Ausbau von Schulen und Kindertagesstätten


Mehr Tempo beim Schul- und Kitaausbau: Bremen benötigt 2018 allein sechs Grundschulgebäude, damit die steigenden Schülerzahlen aufgefangen werden können. Die Planung von Bau und Sanierungen öffentlicher Gebäude liegt bei Immobilien Bremen (IB).

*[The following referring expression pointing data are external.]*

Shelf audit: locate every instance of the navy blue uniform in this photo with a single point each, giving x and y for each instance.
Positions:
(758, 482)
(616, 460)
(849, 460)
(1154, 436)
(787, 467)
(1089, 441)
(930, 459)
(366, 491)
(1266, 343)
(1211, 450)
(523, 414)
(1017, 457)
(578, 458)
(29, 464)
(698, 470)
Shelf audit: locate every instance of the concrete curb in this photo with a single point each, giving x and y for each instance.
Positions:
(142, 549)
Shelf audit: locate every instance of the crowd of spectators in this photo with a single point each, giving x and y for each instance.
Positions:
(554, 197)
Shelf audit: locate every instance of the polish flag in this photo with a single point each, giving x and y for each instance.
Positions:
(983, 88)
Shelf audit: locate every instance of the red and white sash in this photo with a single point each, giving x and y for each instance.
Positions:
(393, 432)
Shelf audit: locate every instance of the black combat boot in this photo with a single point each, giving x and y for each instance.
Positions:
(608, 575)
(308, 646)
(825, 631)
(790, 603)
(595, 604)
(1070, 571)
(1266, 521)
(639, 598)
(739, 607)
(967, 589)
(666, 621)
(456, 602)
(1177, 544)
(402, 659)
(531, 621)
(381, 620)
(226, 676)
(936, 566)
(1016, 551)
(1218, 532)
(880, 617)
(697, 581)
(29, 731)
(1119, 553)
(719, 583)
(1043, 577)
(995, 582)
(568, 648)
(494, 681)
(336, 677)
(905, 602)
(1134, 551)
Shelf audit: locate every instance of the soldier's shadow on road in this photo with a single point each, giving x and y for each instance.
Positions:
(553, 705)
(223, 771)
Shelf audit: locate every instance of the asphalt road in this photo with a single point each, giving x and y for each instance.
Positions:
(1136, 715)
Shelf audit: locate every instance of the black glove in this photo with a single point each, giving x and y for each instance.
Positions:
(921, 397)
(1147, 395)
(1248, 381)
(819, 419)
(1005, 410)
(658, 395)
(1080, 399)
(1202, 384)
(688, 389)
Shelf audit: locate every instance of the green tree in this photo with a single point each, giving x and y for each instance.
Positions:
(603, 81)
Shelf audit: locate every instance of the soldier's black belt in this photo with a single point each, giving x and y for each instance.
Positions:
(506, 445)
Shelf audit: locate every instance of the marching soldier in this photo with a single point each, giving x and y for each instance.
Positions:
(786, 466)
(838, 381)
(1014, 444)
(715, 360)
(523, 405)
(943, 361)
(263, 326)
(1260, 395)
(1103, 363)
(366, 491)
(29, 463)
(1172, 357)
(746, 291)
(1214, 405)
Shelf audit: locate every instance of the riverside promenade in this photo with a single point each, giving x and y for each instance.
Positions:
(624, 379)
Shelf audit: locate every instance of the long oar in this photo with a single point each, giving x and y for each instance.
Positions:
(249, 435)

Immobilien Bremen ist eine Anstalt des öffetlichen Rechts und wurde gegründet um den Immobilienbestand der öffentlichen Hand nach kaufmännischen Gesichtspunkten zu verwalten und zu erhalten.
Trotz berechtigter Kritik in Einzelfällen, hat die Anstalt im Grundsatz diese gesetzten Aufgaben innerhalb des politisch bestimmten Rahmens erfüllt.

Im Bereich Schulen und Kindertageseinrichtungen gibt es einen umfangreichen Erweiterungs- und Neubaubedarf, der sich aus veränderten prognostizierten Kinderzahlen, einem gesellschaftlichen Wandel zur vermehrten Nachfrage von Kinderbetreuungsplätzen auch im Krippenalter und dem bildungspolitischen Ziel der schulischen Ganztagsbetreuung ableitet.

Hierfür ist zeitnah zu klären, wie die Bauplanung und -ausführung so zeitlich und wirtschaftlich effizient gestaltet werden kann, dass das umfangreiche Neubauprogramm schnell, wirtschaftlich und bedarfsdeckend abgearbeitet werden kann.

Insoweit ist ein Paradigmenwechsel erforderlich; weg von der Veräußerung und Reduzierung hinzu einem bedarfsbezogenen Erwerb und Erstellung des öffentlichen Immobilienbestandes bzw. der Vorhaltung von Flächen. Ein mögliches Instrument hierfür liegt in der planmäßigen Ausübung von Vorkaufrechten nach den §§ 24, 25 Baugesetzbuch. Hierfür ist eine planmäßige Verzahnung von Stadtplanung (inklusive der Planung von Daseinsvorsorge und sozialer Infrastrukturen), öffentlicher Grundstückverwaltung und Finanzierungsinstrumenten aufzubauen.

Schließlich soll der Senat ein Konzept erarbeiten, wie die Verwaltung von öffentlichen Gründstücken sowie die Nutzung von Vorkaufsrechten effizienter gestaltet werden kann. Letztere soll besser in die Stadtplanung integriert werden.